Fal, günümüzde Anadolu'nun birçok yöresinde yaygın bir inanıştır, yalnızca kullanılan malzemede bazı değişiklikler olmuştur. Ayna falı, ay falı, bakla falı, çeşme falı, el falı, iskambil falı, kahve falı, durgun su yüzeylerine bakarak bilicilik yapma, bugün de başvurulan fal türlerinin başlıcalarıdır.

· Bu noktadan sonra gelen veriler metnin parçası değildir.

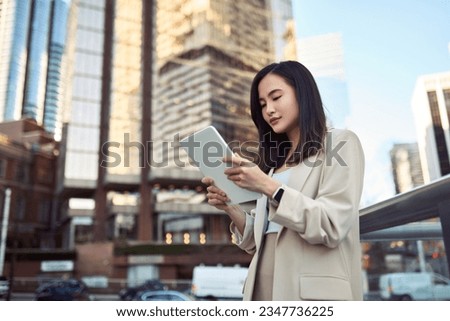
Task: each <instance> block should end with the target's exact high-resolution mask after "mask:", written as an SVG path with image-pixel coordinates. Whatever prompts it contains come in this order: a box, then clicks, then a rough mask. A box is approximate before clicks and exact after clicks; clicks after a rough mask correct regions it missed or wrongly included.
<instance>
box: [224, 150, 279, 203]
mask: <svg viewBox="0 0 450 321" xmlns="http://www.w3.org/2000/svg"><path fill="white" fill-rule="evenodd" d="M224 162H227V163H230V164H231V165H232V167H231V168H228V169H226V170H225V172H224V173H225V175H227V177H228V179H229V180H231V181H233V182H234V183H235V184H236V185H238V186H239V187H242V188H245V189H248V190H251V191H254V192H258V193H263V194H266V195H267V196H272V194H273V193H274V192H275V190H276V189H277V188H278V187H279V186H280V183H279V182H277V181H275V180H274V179H272V178H271V177H269V176H268V175H267V174H266V173H264V172H263V171H262V170H261V169H260V168H259V167H258V166H257V165H256V164H254V163H252V162H250V161H249V160H247V159H245V158H242V157H240V156H238V155H236V154H235V155H234V156H232V157H226V158H224Z"/></svg>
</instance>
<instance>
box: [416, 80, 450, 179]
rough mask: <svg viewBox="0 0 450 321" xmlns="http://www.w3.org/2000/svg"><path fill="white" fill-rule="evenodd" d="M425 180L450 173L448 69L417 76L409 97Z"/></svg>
mask: <svg viewBox="0 0 450 321" xmlns="http://www.w3.org/2000/svg"><path fill="white" fill-rule="evenodd" d="M411 105H412V109H413V113H414V118H415V125H416V131H417V142H418V145H419V151H420V159H421V163H422V171H423V177H424V181H425V183H429V182H431V181H434V180H436V179H438V178H440V177H442V176H444V175H447V174H449V173H450V127H449V122H450V72H443V73H438V74H431V75H424V76H421V77H419V78H418V79H417V82H416V87H415V89H414V94H413V97H412V101H411Z"/></svg>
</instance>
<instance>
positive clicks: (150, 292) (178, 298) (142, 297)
mask: <svg viewBox="0 0 450 321" xmlns="http://www.w3.org/2000/svg"><path fill="white" fill-rule="evenodd" d="M135 300H136V301H193V300H194V299H193V298H192V297H191V296H189V295H187V294H185V293H182V292H179V291H174V290H159V291H152V290H146V291H142V292H139V293H138V294H137V295H136V298H135Z"/></svg>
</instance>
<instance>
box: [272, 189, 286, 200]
mask: <svg viewBox="0 0 450 321" xmlns="http://www.w3.org/2000/svg"><path fill="white" fill-rule="evenodd" d="M283 193H284V189H282V188H280V189H279V190H278V192H277V193H276V194H275V197H274V199H275V200H276V201H277V202H280V201H281V197H282V196H283Z"/></svg>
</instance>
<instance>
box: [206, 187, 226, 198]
mask: <svg viewBox="0 0 450 321" xmlns="http://www.w3.org/2000/svg"><path fill="white" fill-rule="evenodd" d="M206 190H207V191H208V192H209V193H211V194H218V195H221V196H225V197H226V196H227V194H226V193H225V192H224V191H222V190H221V189H220V188H218V187H216V186H214V185H210V186H208V187H207V188H206Z"/></svg>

—isi. inanca göre, gaybı Allah'tan başkası bilemez. Kuran'da Hz. Muhammet1 in bile gaybı bilemeyeceği (VI, 50,59), falcılığın şeytanın kötü işlerinden olduğu (V, 90) anlatılarak bu yolla kısmet aramanın haram olduğu (V,3) da belirtilir. Fal okları üç taneydi. Birinin üzerinde "Rabbim buyurdu" ya da "yap", ikincisinin üzerinde "Rabbim nehyetti, yasakladı" ya da "yapma" yazısı bulunurdu; üçüncü ok üzerinde yazı bulunmazdı. Bir işe niyetlenen cahiliye Arapları bu okları atar; hedefe hangi ok isabet ederse ona göre davranırlardı. Hedefe boş okun isabet etmesi durumunda, yazılı oklardan biri hedefi buluncaya kadar ok atmayı sürdürürlerdi.